Allá, ese día, las columnas guerrilleras del Frente Sandinista para la Liberación Nacional entraron en Managua, la capital de ese pobre país, apoyadas por el pueblo, para consumar la derrota de Anastasio Somoza Debayle, para consumar el triunfo de la revolución sandinista.
En El Salvador, donde muchos andaban buscando también un triunfo similar, los vasos comunicantes entre los sandinistas y la incipiente guerrilla salvadoreña ya habían cruzado casi todo el país, de punta a punta. En el oriente aguantaron el calor de esas ciudades, se escondieron de los cuarteles y huyeron de infinidad de persecuciones. Aguardaron por años para que el pensamiento y los planes maduraran, fluyeran, cuesta arriba, sobre la calle negra.
Hasta que todo fue propicio, y los vasos comunicantes llegaron donde Andrés Barrera, un hombre al que la mañana del 20 de julio lo cogió desvelado y festejado en una hamaca, larga como él, hasta donde llegaron dos jóvenes, que le conocían, para molestarlo. Uno de ellos se llamaba Pancho.
—Estos catequistas son jodidos –le dijo Pancho a su acompañante-. Han amanecido desvelados ahora porque anduvieron haciendo fiesta anoche. Andrés Barrera se recompuso, miró serio a los dos visitantes, con dos ojos que de claros en ese momento no tenían nada, y adoptó una guardia que le exigía el guerrillero que ya llevaba adentro: ese al que llamaban con el seudónimo de Felipón, los que le sabían las andadas. Y quienes conocían esa otra cara, tenían que andar en lo mismo, porque de lo contrario no podían ser otra cosa más que orejas, informantes del ejército. Pancho y su amigo no caminaban por los mismos senderos de la guerrilla, y por eso se puso en guardia Felipón, porque Morazán sudaba desconfianzas.
—¿Allá andabas vos, pues? – preguntó Andrés, serio, intentando zanjar el tema.
—No, pero por ahí dicen que ustedes eran… ¡Esos catequistas son guerrilleros! –soltó Pancho, con una mueca irónica, para la aflicción de Andrés.
Descubierto, Felipón improvisó:
—Mira: por favor, esa broma si la están haciendo en serio, por favor que sea una broma.
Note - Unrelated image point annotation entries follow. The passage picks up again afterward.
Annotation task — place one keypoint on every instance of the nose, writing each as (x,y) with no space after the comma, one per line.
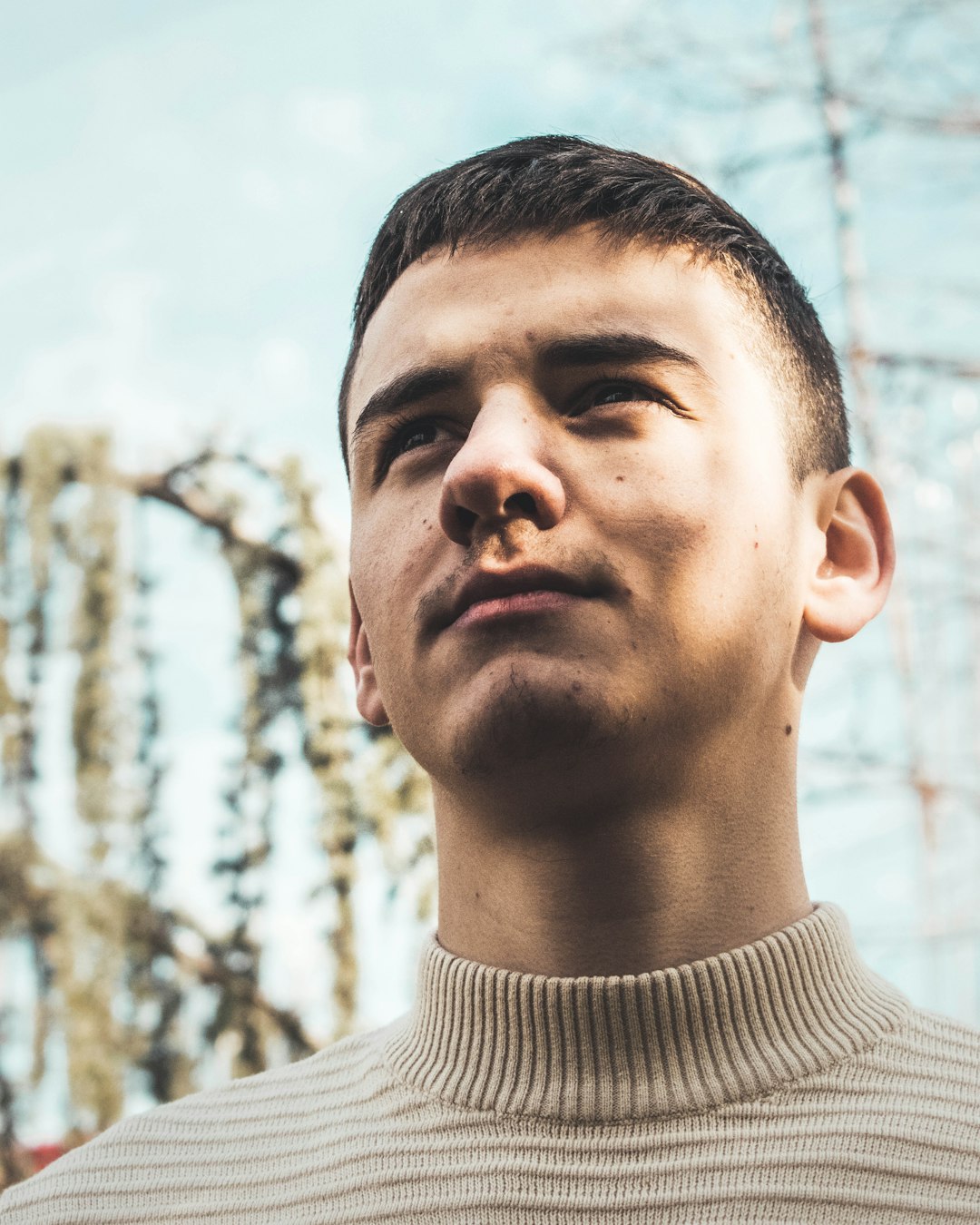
(499,475)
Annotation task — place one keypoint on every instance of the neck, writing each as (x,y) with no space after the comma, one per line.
(623,878)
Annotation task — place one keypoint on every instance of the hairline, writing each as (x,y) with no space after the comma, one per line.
(759,326)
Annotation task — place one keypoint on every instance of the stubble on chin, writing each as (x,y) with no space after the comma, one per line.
(524,723)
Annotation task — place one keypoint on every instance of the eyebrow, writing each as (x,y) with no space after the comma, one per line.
(594,348)
(406,388)
(587,349)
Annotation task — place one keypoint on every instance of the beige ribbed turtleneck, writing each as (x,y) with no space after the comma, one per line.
(781,1082)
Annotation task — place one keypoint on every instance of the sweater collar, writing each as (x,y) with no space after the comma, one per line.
(729,1028)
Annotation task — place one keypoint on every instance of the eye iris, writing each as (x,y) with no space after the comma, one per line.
(416,436)
(615,396)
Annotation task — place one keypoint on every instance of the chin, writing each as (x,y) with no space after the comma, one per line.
(527,721)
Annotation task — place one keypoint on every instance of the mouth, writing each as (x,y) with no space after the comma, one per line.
(525,591)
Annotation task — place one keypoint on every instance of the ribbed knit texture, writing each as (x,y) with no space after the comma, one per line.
(783,1082)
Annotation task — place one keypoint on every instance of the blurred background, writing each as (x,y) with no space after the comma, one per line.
(207,864)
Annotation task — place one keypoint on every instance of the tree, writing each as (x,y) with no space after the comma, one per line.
(854,133)
(114,968)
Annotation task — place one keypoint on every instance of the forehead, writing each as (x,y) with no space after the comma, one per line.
(495,307)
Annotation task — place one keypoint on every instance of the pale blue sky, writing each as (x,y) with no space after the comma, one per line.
(188,191)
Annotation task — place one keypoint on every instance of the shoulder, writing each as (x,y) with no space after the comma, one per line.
(924,1080)
(222,1151)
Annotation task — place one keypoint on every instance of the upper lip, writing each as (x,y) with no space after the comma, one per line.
(494,584)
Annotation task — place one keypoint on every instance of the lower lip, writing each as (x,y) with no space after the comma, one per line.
(514,605)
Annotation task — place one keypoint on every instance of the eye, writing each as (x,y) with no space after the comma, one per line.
(618,392)
(407,434)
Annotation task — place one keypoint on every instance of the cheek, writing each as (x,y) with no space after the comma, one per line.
(389,569)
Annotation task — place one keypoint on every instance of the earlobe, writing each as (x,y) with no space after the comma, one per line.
(359,657)
(855,557)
Porque si van a informar a la guardia, me van a venir a masacrar a toda mi gente aquí, a toda mi familia y a toda la comunidad…
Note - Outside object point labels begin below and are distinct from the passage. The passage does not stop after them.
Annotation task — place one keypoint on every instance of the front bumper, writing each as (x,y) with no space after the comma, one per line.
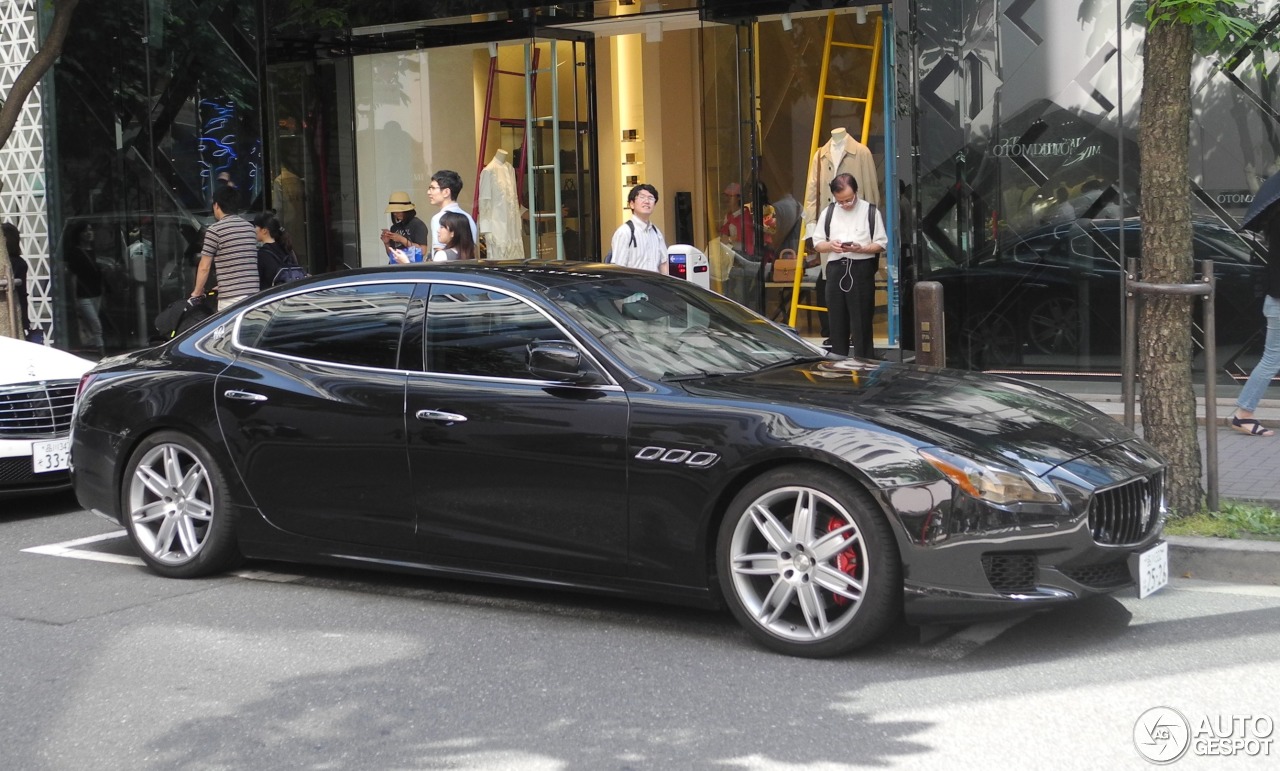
(963,559)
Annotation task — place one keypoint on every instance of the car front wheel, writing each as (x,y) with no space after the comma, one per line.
(807,562)
(177,507)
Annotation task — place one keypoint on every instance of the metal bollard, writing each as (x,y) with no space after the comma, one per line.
(931,332)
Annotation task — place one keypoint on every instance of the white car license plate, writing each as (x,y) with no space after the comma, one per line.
(1152,569)
(50,456)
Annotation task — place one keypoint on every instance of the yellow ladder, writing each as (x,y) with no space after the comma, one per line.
(823,97)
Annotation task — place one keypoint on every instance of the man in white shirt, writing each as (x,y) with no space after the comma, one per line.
(850,237)
(443,192)
(638,242)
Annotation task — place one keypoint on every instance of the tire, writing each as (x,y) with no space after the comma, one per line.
(177,507)
(987,341)
(1054,327)
(837,576)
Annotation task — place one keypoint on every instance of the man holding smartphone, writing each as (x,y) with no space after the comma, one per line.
(850,237)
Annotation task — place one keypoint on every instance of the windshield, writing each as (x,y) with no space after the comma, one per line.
(668,328)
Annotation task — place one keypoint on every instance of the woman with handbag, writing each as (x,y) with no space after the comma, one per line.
(277,263)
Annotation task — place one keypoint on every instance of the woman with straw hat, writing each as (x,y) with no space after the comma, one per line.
(406,232)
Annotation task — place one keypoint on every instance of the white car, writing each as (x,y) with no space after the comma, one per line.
(37,392)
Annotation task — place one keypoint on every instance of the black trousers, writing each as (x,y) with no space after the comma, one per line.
(851,304)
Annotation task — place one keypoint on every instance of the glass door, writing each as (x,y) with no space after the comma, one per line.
(731,163)
(554,145)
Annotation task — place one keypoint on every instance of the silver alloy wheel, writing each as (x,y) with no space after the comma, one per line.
(170,503)
(799,564)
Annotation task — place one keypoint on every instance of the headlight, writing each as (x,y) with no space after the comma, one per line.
(987,482)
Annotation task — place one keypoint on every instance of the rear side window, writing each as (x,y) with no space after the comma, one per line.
(359,325)
(472,331)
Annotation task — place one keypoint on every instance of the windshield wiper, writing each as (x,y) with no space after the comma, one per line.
(680,378)
(794,360)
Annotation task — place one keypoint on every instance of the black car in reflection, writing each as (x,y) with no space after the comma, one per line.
(597,428)
(1052,296)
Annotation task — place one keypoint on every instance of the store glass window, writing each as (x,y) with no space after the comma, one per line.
(154,106)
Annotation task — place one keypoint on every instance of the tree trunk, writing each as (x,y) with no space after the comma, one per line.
(1165,322)
(8,297)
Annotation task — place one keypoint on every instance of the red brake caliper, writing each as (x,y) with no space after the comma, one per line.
(846,561)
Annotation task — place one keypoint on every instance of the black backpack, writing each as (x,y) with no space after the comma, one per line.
(287,274)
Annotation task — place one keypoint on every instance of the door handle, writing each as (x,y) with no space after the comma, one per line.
(245,396)
(440,416)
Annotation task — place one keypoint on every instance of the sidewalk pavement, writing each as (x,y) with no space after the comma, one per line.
(1248,469)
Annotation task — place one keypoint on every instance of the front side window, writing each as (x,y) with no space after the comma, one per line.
(670,329)
(472,331)
(357,325)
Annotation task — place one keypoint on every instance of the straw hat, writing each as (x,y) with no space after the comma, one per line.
(398,201)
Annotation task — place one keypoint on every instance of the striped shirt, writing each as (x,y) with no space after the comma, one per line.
(233,246)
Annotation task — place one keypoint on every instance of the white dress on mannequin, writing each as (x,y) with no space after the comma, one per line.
(499,209)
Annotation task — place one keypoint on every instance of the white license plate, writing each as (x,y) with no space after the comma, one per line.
(50,456)
(1152,569)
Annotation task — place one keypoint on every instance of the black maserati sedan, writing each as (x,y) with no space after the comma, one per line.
(597,428)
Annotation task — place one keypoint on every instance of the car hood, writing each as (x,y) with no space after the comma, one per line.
(979,415)
(24,363)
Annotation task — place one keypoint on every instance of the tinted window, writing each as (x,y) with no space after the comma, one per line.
(252,324)
(471,331)
(357,325)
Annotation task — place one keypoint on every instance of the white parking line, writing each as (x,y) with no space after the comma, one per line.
(71,548)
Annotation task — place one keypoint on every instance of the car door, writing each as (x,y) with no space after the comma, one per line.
(508,469)
(312,413)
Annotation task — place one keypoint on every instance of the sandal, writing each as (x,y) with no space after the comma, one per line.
(1248,425)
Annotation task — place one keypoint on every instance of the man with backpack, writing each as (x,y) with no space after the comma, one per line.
(850,237)
(638,242)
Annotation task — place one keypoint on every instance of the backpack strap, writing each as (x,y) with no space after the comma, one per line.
(871,219)
(826,220)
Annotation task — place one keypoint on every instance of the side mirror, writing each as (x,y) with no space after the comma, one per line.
(558,360)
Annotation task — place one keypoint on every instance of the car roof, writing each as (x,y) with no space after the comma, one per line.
(535,274)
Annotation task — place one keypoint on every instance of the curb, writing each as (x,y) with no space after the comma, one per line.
(1224,560)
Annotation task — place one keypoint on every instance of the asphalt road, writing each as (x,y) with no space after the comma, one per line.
(279,666)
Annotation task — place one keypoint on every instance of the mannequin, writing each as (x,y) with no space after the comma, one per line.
(499,209)
(837,145)
(841,154)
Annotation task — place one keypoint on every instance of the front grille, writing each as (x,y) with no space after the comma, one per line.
(1127,512)
(1100,576)
(1010,573)
(35,410)
(18,471)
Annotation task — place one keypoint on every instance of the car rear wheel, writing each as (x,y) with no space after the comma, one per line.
(177,507)
(807,562)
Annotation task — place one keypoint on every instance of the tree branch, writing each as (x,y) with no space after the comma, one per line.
(35,69)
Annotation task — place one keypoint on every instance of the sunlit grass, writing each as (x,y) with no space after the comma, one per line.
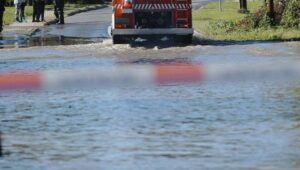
(205,20)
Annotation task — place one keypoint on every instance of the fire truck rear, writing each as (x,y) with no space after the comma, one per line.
(138,18)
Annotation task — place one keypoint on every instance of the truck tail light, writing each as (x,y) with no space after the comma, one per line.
(120,25)
(127,4)
(183,24)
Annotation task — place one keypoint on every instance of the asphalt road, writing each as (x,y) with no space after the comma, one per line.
(91,24)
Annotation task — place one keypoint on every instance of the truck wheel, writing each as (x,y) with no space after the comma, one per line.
(185,39)
(117,39)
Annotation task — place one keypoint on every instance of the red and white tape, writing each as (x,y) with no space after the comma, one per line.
(145,75)
(156,6)
(103,77)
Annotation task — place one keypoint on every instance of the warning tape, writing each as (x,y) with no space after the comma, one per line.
(145,75)
(156,6)
(104,77)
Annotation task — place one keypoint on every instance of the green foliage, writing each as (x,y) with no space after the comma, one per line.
(291,14)
(231,25)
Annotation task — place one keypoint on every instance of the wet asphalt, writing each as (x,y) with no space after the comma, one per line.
(87,27)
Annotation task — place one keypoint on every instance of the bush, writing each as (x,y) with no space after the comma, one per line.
(287,13)
(291,14)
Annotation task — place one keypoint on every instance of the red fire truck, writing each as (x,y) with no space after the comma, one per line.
(134,18)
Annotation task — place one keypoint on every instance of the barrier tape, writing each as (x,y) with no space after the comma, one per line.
(145,75)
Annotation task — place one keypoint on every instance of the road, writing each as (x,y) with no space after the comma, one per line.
(92,24)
—¡Ya se enojó! –dijo Pancho, riendo-. ¡Son bromas, homb´e! No se enoje.
Pero Felipón quedó enojado, y a finales de ese año se desquitó de Pancho. Le habían encomendado hacer una requisa de armas, y como sabía que el muchacho portaba una, hasta su casa lo fue a buscar. Cuando Pancho se dio cuenta de que la cosa iba en serio, dejó de decir que no tenía el arma y se la entregó. Con todo y municiones.
—O te organizás o te calmás, y dejás de andar hablando tonteras. La cosa así es: ahora ya se descubrió esta cuestión y ahora no hay de otra: los que están con los pobres ya se va a ver, y los que están con los ricos, la fuerza armada y las autoridades represivas también ya se va a ver. Así que ahí ves de cuál lado te vas, porque hoy sí ya se descubrió esta cosa.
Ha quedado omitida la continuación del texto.